Tool list size can affect latency and reasoning depth: Longer lists mean the model has more options to parse during its reasoning phase. While o3/o4-mini can handle this with their integrated reasoning pipelines, performance can degrade if schema clarity or invocation conditions aren’t sharp.
Tool hallucinations can increase with complexity: Especially with o3, there have been reports of hallucinated or speculative tool calls when the toolset is large and under-defined. Explicit instructions help mitigate this (e.g., “Only use tools X, Y, Z. Do not invent tool calls or defer them to future turns.”)
Ultimately, the performance will defer depending on the use case; Therefore it is important to invest in evals that you trust you can use to iterate on.
Q: Is it OK to have deeply nested params within tools or should I "flatten" out the schema?
A: There is again no hard guidance. However, even if your nesting structure is technically supported, deeply layered argument trees can impact performance or reliability. When in doubt we recommend you err on the side of making the arguments flat.
Flat structures are often easier for the model to reason about: In flatter schemas, argument fields are top-level and immediately visible. This reduces the need for internal parsing and structuring, which can help prevent issues like partially filled nested objects or invalid field combinations. With deeply nested objects, especially ones with repeated or semantically similar field names, the model is more likely to omit or misuse arguments.

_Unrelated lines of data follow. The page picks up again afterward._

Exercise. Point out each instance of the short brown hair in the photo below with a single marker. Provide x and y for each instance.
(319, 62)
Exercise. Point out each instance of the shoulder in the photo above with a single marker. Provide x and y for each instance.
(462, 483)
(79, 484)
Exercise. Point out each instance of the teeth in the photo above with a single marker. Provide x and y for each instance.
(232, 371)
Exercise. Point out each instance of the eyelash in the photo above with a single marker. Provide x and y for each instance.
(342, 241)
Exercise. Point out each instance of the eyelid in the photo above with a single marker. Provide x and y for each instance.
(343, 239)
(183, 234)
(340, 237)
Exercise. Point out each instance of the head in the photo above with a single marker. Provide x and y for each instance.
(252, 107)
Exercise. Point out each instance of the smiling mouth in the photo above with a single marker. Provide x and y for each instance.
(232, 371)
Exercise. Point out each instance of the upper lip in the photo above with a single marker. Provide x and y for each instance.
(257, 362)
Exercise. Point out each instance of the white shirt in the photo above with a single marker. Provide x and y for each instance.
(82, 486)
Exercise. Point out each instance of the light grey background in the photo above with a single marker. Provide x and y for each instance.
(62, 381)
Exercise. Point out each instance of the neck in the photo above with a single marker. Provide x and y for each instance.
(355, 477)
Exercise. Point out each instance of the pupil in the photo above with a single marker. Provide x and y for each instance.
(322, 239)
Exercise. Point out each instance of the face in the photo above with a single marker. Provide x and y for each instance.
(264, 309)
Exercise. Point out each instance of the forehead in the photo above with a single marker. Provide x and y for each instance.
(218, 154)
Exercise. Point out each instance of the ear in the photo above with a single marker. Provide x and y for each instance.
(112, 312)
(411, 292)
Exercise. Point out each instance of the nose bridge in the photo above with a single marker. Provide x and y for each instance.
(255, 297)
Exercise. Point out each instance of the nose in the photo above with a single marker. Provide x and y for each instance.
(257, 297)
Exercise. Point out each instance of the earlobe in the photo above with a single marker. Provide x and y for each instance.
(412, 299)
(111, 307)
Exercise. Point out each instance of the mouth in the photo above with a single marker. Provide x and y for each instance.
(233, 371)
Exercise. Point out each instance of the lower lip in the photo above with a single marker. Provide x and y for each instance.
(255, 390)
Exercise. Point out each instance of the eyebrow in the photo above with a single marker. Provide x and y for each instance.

Nesting can help organize complex logic, but needs additional care: For domains that naturally involve structured input, like configuration payloads, rich search filters, or form submissions, nesting helps organize related parameters. However, you must use techniques like clear field descriptions, anyOf logic, or strict schemas to guard against invalid argument combinations and improve model reliability
The best way to choose is to test with your own evals and measure success. There’s no “one-size-fits-all” because invocation behaviors are emergent and prompt-sensitive
Q: Does this function-calling guidance apply to custom tool formats?

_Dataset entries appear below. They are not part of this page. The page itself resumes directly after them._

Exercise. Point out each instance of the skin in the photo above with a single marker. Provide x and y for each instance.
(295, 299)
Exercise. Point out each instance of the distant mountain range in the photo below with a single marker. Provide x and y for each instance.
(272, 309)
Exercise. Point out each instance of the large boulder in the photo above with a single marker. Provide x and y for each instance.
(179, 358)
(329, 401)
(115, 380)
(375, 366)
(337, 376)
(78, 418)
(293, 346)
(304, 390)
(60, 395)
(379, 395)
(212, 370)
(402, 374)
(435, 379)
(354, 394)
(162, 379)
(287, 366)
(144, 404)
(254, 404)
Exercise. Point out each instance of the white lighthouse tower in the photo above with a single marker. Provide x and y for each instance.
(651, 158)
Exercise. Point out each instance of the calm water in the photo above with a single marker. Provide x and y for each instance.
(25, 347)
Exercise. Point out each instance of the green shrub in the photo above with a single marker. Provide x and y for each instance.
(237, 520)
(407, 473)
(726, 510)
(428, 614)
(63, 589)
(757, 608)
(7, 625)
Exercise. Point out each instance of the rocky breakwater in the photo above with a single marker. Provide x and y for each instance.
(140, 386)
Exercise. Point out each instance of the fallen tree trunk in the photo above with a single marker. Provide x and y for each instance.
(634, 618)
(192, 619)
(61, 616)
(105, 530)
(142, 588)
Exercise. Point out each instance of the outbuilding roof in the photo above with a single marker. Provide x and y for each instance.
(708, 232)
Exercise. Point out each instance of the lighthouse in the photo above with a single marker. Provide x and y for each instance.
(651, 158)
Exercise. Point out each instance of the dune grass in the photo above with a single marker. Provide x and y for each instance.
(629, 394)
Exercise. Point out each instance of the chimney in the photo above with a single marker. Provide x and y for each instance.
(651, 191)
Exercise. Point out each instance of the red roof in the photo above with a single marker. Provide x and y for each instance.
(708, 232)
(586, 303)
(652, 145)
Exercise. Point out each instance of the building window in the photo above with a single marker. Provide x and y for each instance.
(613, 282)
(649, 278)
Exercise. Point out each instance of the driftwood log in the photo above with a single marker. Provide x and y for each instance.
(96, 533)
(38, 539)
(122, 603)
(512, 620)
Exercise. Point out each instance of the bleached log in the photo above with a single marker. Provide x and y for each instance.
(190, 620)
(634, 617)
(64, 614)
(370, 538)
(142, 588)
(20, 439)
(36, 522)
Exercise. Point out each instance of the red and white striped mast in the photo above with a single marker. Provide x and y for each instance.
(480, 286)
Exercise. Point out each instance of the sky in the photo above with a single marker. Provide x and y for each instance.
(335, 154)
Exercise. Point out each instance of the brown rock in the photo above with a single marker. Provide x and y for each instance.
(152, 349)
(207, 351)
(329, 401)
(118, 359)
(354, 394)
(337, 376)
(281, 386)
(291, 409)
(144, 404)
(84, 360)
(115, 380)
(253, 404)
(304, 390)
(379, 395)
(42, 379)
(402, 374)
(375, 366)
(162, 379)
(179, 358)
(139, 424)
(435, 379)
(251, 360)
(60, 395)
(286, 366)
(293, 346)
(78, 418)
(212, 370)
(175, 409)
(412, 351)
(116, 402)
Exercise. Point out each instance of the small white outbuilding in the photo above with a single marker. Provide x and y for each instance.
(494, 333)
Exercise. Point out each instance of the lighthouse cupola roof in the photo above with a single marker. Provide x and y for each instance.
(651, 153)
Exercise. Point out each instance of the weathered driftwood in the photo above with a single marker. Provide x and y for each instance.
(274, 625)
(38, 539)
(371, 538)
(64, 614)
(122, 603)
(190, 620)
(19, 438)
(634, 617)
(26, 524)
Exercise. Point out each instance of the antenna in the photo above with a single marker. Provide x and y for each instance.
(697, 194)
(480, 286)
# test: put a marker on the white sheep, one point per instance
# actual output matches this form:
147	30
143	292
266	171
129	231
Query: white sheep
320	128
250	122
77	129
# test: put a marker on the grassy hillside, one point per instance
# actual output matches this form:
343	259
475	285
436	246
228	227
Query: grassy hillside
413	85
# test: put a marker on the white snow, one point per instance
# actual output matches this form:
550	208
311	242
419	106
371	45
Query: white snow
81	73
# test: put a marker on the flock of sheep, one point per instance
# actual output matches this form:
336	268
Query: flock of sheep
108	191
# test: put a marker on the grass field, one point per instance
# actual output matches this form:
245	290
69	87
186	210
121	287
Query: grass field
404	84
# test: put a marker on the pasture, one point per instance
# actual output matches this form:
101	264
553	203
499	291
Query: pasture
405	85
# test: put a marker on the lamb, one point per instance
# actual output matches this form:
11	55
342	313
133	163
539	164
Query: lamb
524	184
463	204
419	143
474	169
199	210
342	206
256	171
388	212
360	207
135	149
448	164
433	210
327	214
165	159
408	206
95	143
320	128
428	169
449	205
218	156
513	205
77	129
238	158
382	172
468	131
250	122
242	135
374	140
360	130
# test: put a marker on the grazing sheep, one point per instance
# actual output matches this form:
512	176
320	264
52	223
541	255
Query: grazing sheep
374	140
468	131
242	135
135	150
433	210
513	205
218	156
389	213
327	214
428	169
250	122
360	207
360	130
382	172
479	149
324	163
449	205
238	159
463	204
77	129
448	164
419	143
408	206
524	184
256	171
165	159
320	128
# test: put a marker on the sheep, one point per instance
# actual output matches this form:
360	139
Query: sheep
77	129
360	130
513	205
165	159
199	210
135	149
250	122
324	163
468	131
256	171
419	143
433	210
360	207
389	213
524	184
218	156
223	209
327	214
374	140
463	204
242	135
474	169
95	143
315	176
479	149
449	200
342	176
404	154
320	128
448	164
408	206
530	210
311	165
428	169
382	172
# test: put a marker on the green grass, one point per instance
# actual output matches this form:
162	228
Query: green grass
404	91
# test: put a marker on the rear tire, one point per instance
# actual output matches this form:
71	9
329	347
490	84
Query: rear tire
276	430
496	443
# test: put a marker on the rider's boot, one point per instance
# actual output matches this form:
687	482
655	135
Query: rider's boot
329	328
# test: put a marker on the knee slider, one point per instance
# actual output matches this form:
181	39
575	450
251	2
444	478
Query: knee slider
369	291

A: Not guaranteed. The guidance in this document assumes you’re using the standard tools model parameter to pass your function schemas, as shown in our general guide on function calling. Our o3/o4-mini models are trained to understand and use these schemas natively for tool selection and argument construction.
If you’re instead providing custom tool definitions via natural language in a developer-authored prompt (e.g., defining tools inline in the developer message or user message), this guidance may not fully apply. In those cases:
The model is not relying on its internal tool-schema priors
You may need to be more explicit with few-shot examples, output formats, and tool selection criteria
Argument construction reliability may degrade without schema-level anchoring
Use the structured tools parameter when possible. If you must define tools in free text, treat it as a custom protocol and test accordingly.